Visioni

Politica, sangue e furore. Una notte lungo la Senna

Politica, sangue e furore. Una notte lungo la SennaMarcello Colasurdo – foto Getty Images

A teatro La scomparsa di Marcello Colasurdo, un episodio degli anni novanta

Pubblicato più di un anno faEdizione del 8 luglio 2023

La scomparsa di Marcello Colasurdo segna davvero un punto forte (oltre che una incolmabile mancanza) nella cultura italiana, come neanche chi l’ammirava poteva immaginare o prevedere, pur avendo entusiasticamente cantato in coro per anni ’e signurine ’e Capudichine fann’ammore cu i marrucchine.
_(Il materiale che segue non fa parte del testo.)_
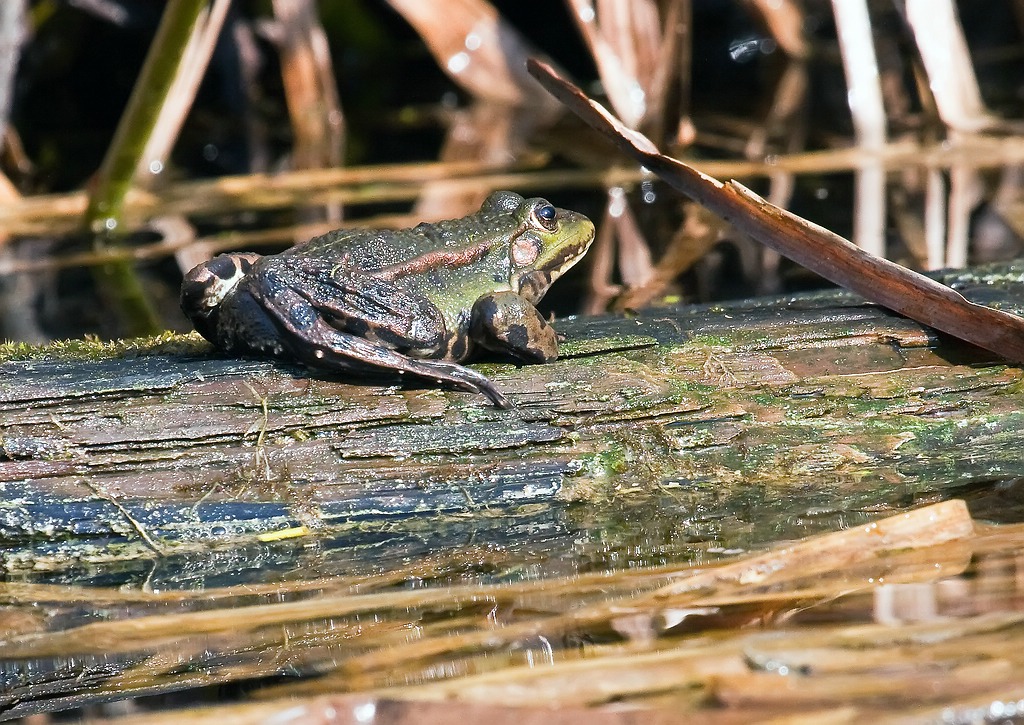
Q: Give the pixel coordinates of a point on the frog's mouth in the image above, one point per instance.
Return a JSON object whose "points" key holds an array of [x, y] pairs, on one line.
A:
{"points": [[577, 236], [574, 237]]}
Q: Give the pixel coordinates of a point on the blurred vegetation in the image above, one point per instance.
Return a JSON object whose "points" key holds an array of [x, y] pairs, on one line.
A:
{"points": [[760, 84]]}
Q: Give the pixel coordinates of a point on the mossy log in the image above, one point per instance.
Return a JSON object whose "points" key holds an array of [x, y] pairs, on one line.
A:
{"points": [[818, 396]]}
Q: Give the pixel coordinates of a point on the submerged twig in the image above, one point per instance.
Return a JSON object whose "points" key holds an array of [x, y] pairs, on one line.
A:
{"points": [[814, 247]]}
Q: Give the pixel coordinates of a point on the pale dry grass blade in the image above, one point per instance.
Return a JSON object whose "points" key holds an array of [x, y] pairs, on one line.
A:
{"points": [[195, 60], [864, 97], [624, 39], [493, 133], [12, 35], [310, 89], [476, 48], [947, 61]]}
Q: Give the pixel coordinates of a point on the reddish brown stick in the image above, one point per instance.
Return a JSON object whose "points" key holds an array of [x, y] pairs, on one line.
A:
{"points": [[819, 250]]}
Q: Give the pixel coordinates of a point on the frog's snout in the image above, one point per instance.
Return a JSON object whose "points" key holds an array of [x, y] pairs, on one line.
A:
{"points": [[208, 284]]}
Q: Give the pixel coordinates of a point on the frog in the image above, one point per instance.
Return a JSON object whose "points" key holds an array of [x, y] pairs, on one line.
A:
{"points": [[418, 301]]}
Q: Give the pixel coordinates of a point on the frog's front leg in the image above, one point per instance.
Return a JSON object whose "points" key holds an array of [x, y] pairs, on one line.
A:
{"points": [[313, 341], [505, 322]]}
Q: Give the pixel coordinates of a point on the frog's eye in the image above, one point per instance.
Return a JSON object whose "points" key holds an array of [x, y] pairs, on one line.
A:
{"points": [[546, 214]]}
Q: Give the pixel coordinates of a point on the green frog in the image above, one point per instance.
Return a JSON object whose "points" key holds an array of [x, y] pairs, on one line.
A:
{"points": [[415, 301]]}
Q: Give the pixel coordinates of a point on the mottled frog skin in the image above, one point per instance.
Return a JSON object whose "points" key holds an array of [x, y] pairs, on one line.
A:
{"points": [[413, 301]]}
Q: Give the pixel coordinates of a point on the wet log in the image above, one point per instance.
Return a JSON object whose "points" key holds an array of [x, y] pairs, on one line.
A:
{"points": [[818, 396]]}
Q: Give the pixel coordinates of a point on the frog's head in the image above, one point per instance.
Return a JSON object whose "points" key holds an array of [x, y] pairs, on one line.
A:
{"points": [[206, 287], [547, 241]]}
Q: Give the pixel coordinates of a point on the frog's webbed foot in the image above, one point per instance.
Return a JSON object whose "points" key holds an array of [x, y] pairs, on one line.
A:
{"points": [[508, 323], [321, 345]]}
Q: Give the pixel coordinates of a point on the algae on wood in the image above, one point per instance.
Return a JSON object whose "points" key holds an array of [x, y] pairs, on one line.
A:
{"points": [[747, 406]]}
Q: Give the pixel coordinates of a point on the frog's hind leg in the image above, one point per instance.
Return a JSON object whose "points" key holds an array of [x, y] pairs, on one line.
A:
{"points": [[321, 345]]}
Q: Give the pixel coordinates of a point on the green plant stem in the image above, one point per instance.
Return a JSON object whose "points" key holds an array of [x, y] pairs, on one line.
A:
{"points": [[118, 281]]}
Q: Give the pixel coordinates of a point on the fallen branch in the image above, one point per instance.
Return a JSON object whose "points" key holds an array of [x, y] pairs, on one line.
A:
{"points": [[814, 247]]}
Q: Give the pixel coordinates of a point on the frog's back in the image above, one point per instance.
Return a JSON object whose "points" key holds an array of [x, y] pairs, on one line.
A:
{"points": [[376, 250]]}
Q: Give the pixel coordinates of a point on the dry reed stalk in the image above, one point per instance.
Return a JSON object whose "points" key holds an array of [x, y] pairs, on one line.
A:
{"points": [[310, 90], [474, 45], [59, 212]]}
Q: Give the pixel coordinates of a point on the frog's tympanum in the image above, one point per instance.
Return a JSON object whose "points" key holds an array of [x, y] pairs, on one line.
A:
{"points": [[415, 301]]}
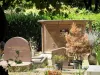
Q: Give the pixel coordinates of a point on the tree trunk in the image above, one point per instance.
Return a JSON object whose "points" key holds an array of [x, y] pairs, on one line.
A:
{"points": [[3, 24], [96, 5], [86, 4]]}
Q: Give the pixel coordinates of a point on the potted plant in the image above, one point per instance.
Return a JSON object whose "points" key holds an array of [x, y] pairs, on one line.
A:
{"points": [[96, 48], [58, 61], [94, 55]]}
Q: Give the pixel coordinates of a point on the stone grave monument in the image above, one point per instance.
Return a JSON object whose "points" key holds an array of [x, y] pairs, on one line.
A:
{"points": [[53, 42]]}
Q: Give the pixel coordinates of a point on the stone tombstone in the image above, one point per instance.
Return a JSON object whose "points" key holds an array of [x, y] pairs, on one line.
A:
{"points": [[51, 32], [17, 44]]}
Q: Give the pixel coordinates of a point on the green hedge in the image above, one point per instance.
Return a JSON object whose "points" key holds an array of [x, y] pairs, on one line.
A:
{"points": [[25, 26]]}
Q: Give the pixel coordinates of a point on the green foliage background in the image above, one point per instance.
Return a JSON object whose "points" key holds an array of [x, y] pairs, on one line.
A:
{"points": [[27, 25]]}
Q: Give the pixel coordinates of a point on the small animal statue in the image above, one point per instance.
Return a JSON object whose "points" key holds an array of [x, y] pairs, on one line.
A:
{"points": [[92, 59], [3, 71]]}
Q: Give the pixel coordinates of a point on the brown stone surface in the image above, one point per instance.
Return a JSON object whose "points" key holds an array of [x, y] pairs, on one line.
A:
{"points": [[17, 44], [51, 36]]}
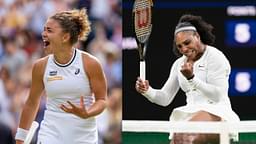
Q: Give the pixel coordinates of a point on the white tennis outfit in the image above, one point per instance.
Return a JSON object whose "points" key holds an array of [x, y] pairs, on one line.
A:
{"points": [[207, 91], [66, 83]]}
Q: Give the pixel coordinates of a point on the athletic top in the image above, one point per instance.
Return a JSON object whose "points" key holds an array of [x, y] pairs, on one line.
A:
{"points": [[207, 91], [66, 82]]}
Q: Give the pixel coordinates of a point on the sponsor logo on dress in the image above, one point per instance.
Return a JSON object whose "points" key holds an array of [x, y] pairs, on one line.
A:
{"points": [[53, 78], [77, 71], [53, 73]]}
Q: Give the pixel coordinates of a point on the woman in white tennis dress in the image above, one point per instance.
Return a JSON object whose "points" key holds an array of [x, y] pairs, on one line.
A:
{"points": [[74, 83], [202, 72]]}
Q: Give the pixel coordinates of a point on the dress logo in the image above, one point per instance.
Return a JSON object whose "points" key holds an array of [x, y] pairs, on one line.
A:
{"points": [[77, 71], [53, 73]]}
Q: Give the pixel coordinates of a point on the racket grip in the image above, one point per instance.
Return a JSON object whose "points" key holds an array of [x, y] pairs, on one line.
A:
{"points": [[143, 70], [31, 132]]}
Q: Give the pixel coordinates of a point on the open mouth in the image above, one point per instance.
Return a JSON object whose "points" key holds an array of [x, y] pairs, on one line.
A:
{"points": [[46, 43]]}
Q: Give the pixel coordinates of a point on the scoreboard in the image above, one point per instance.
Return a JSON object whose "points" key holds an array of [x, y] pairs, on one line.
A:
{"points": [[234, 25]]}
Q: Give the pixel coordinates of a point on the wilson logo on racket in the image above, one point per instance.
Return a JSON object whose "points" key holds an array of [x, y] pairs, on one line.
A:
{"points": [[143, 17]]}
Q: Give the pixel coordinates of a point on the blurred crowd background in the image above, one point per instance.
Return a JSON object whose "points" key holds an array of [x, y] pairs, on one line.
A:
{"points": [[21, 25]]}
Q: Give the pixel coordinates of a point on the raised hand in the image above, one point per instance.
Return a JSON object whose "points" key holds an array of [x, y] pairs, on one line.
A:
{"points": [[187, 69], [141, 85], [76, 110]]}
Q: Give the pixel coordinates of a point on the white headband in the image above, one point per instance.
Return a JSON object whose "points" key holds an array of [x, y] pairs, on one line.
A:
{"points": [[186, 28]]}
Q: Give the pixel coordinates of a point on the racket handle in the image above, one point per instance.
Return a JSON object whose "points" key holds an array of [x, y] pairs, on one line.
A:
{"points": [[31, 132], [143, 70]]}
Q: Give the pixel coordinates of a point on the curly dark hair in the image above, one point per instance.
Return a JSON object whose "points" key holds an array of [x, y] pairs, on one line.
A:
{"points": [[203, 29], [75, 22]]}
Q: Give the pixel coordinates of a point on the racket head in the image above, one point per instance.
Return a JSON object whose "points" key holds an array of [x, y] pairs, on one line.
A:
{"points": [[142, 14]]}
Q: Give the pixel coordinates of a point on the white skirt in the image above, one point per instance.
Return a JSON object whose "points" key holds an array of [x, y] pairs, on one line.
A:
{"points": [[185, 113], [64, 128]]}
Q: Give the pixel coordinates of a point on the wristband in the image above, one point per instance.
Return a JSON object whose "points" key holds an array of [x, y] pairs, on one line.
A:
{"points": [[21, 134]]}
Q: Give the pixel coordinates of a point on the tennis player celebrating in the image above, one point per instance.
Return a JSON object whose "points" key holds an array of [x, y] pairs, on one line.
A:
{"points": [[202, 72], [74, 82]]}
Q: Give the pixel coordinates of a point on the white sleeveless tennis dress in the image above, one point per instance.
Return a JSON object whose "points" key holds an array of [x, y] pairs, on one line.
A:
{"points": [[207, 91], [66, 82]]}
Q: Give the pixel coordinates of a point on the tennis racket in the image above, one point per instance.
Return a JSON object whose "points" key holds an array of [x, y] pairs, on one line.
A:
{"points": [[31, 132], [142, 25]]}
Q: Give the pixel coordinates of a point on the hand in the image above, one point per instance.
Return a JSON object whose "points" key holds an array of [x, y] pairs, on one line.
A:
{"points": [[187, 69], [76, 110], [141, 86]]}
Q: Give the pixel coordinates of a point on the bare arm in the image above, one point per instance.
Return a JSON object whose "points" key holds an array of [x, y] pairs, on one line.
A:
{"points": [[163, 96], [98, 85], [32, 104], [99, 89]]}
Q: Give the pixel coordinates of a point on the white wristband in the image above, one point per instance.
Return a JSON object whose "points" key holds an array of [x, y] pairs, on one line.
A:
{"points": [[21, 134]]}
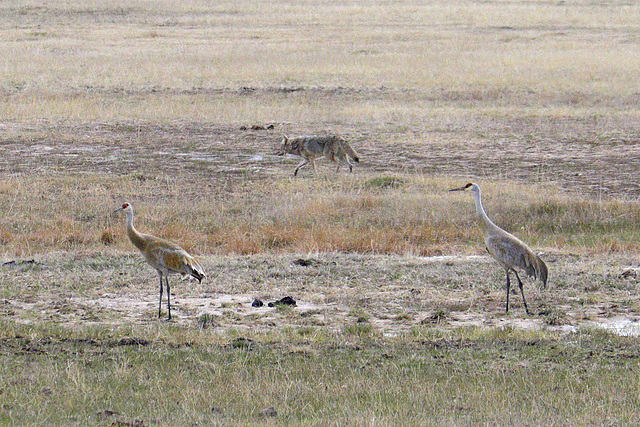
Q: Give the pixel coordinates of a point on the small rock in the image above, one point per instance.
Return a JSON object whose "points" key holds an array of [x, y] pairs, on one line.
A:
{"points": [[283, 301], [305, 262]]}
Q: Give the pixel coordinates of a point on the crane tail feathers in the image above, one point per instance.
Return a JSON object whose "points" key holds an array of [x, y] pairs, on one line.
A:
{"points": [[195, 270]]}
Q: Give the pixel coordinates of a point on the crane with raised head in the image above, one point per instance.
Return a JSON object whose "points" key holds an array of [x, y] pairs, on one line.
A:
{"points": [[166, 257], [509, 251]]}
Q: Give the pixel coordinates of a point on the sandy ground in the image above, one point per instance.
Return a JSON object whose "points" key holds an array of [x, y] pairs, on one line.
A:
{"points": [[378, 294], [594, 156]]}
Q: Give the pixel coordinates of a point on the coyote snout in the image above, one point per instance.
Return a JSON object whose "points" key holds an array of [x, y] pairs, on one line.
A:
{"points": [[314, 147]]}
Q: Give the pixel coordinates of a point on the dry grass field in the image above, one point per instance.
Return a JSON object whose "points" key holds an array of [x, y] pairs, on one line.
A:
{"points": [[179, 109]]}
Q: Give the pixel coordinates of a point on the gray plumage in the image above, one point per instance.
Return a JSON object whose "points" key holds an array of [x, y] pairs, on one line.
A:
{"points": [[509, 251]]}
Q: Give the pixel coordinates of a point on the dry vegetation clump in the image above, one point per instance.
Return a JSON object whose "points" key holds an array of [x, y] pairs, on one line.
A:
{"points": [[313, 215]]}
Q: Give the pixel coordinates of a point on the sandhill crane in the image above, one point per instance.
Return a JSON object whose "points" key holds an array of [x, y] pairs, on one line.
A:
{"points": [[508, 250], [166, 257]]}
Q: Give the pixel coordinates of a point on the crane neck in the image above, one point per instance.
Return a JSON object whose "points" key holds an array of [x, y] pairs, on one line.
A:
{"points": [[135, 237], [486, 222]]}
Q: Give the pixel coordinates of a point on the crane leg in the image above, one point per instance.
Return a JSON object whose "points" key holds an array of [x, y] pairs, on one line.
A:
{"points": [[522, 292], [166, 278], [160, 303], [508, 289]]}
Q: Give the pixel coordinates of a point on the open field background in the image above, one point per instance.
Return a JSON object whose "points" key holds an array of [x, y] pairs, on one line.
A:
{"points": [[179, 107]]}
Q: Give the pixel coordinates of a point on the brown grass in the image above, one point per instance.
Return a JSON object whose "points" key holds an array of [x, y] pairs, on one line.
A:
{"points": [[166, 106]]}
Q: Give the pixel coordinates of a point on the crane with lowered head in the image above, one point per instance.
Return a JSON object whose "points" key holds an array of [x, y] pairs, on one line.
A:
{"points": [[509, 251]]}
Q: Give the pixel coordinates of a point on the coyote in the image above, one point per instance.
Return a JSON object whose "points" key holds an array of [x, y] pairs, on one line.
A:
{"points": [[313, 147]]}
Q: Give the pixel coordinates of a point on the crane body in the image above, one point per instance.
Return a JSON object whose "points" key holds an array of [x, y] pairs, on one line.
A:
{"points": [[509, 251]]}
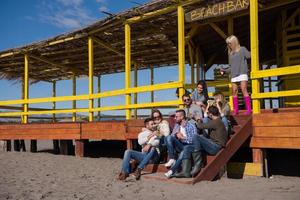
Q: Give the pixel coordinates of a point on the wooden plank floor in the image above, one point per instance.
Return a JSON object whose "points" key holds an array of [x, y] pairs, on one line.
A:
{"points": [[280, 129]]}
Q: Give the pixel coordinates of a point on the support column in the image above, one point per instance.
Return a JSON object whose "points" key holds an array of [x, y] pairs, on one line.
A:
{"points": [[127, 68], [33, 143], [99, 100], [55, 142], [135, 85], [191, 55], [91, 74], [197, 65], [127, 75], [254, 52], [181, 51], [74, 94], [152, 82], [257, 153], [230, 27]]}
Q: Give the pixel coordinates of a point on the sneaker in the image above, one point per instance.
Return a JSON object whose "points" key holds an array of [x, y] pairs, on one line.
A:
{"points": [[169, 174], [122, 176], [170, 163], [137, 174]]}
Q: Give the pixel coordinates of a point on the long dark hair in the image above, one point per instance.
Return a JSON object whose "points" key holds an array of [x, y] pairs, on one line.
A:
{"points": [[156, 111], [204, 86]]}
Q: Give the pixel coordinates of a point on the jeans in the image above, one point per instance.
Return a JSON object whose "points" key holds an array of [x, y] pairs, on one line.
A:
{"points": [[173, 144], [184, 154], [142, 157], [224, 120], [202, 143]]}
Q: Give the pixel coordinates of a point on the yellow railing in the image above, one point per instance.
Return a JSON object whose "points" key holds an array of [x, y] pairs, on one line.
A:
{"points": [[289, 70], [256, 74]]}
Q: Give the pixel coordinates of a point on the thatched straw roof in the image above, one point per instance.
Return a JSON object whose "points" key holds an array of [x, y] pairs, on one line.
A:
{"points": [[154, 43]]}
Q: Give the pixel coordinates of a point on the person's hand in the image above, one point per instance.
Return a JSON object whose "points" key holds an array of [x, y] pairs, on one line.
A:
{"points": [[151, 135], [222, 72], [197, 117], [146, 148], [179, 135], [190, 115]]}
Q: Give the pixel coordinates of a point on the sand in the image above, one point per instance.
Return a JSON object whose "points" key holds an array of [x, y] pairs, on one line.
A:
{"points": [[26, 175]]}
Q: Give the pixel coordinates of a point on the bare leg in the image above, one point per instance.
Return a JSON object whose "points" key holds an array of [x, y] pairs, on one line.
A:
{"points": [[246, 97], [235, 99], [244, 88]]}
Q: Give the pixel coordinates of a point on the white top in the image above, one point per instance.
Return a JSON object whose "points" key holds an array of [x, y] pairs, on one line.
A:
{"points": [[182, 130]]}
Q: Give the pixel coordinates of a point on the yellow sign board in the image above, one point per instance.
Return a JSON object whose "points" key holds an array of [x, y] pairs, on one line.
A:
{"points": [[218, 9]]}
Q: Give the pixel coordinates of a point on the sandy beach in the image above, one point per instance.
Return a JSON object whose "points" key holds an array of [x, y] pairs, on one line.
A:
{"points": [[26, 175]]}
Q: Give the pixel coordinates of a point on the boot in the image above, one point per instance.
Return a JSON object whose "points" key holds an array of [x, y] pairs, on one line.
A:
{"points": [[235, 105], [186, 169], [122, 176], [197, 158], [248, 105]]}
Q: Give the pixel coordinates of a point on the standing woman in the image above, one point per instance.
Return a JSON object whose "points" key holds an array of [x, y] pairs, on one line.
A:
{"points": [[238, 56]]}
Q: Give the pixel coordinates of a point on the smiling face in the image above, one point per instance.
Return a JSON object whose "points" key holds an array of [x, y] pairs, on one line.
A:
{"points": [[150, 125], [232, 43], [157, 117], [187, 100], [199, 88], [179, 116]]}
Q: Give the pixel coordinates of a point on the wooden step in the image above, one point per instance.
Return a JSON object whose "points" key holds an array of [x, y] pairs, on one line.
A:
{"points": [[243, 130], [161, 177]]}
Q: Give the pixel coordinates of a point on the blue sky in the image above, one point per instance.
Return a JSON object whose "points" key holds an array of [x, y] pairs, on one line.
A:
{"points": [[24, 22]]}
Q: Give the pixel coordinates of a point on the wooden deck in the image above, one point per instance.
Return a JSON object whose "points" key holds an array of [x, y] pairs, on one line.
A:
{"points": [[270, 129], [279, 129]]}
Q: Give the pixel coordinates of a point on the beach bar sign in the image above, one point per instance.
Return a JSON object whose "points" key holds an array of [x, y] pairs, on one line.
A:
{"points": [[218, 9]]}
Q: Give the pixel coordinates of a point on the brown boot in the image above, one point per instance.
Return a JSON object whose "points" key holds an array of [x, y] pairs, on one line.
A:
{"points": [[137, 174], [122, 176]]}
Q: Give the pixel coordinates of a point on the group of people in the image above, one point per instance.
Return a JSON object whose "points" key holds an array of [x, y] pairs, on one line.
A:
{"points": [[201, 127]]}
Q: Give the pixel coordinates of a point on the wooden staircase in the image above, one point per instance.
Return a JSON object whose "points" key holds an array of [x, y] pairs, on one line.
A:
{"points": [[242, 130]]}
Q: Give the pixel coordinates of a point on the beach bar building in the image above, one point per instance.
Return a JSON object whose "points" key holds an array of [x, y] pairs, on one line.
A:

Ai Zezi, di cui a lungo l’artista è stato l’esponente di punta (dentro un ensemble tutto di alto livello e impatto) è dovuta una saldatura forte e rara di una tradizione culturale (con il suo immenso patrimonio) con la vita politica e sociale di grandi nuove masse.
Gli Zezi infatti avevano fin nel nome la rivendicazione di provenienza da Pomigliano d’Arco, che voleva dire per tutti l’Alfasud, il maggior insediamento metalmeccanico nel meridione, la sua forza, i suoi problemi, le sue lotte. La Nuova Compagnia di canto popolare, negli anni immediatamente precedenti aveva operato un miracoloso, fantastico recupero di un patrimonio canoro e culturale di altissimo livello, potendo contare da una parte della cultura somma di Roberto De Simone, dall’altra di voci e corpi di scena, come, per fare solo due nomi, Concetta Barra e suo figlio Peppe.
Rispetto alla Gatta Cenerentola, capolavoro ineguagliato della Nuova Compagnia, gli Zezi immettevano nelle canzoni e nei movimenti sulla scena qualcosa che stava tra il sangue e il sudore, la fatica del lavoro e la volontà di cambiare una condizione. Ne fu prova visibile, quasi fisica, uno dei primissimi spettacoli realizzati da Armando Punzo con i detenuti del carcere di Volterra. Fu messa in scena proprio La gatta Cenerentola, e visibilmente gli interpreti (allora in forte prevalenza originari dell’entroterra campano, mentre oggi prevale l’origine straniera) pur ispirandosi al modello De Simone, non potevano dissimulare l’ispirazione che loro veniva direttamente dagli Zezi.
La politica, il desiderio di emancipazione dalle regole della produzione neocapitalista (anche in musica) diventarono un modello di comportamento esistenziale. E anche culturale, e da esportazione perfino. Come può testimoniare chi si si fosse trovato una sera dei primi anni novanta a Parigi, in occasione di un progetto di scambio spettacolare tra la ville lumiere e Napoli.
Anni 90, c’erano tutti i futuri maestri ed eroi della scena partenopea, da Mario Martone e a Toni Servillo a parecchi altri. Dopo lo spettacolo e la cena a Saint Germain, il bistrot doveva chiudere, e cacciò via tutti. Si formò qualcosa tra la comitiva e la processione, finché Colasurdo assunse la direzione, e via, scavalcando la Senna fino al piazzale del Louvre (appena impreziosito dai lucernari di cristallo disseminati sul pavimento) in uno show quasi incontenibile. A ritmo di Zezi e cantando a squarciagola, Pomigliano sembrò letteralmente espugnare una nuova Bastiglia. E neanche i rigidi flic della notte parigina osarono opporsi a quell’onda vitale.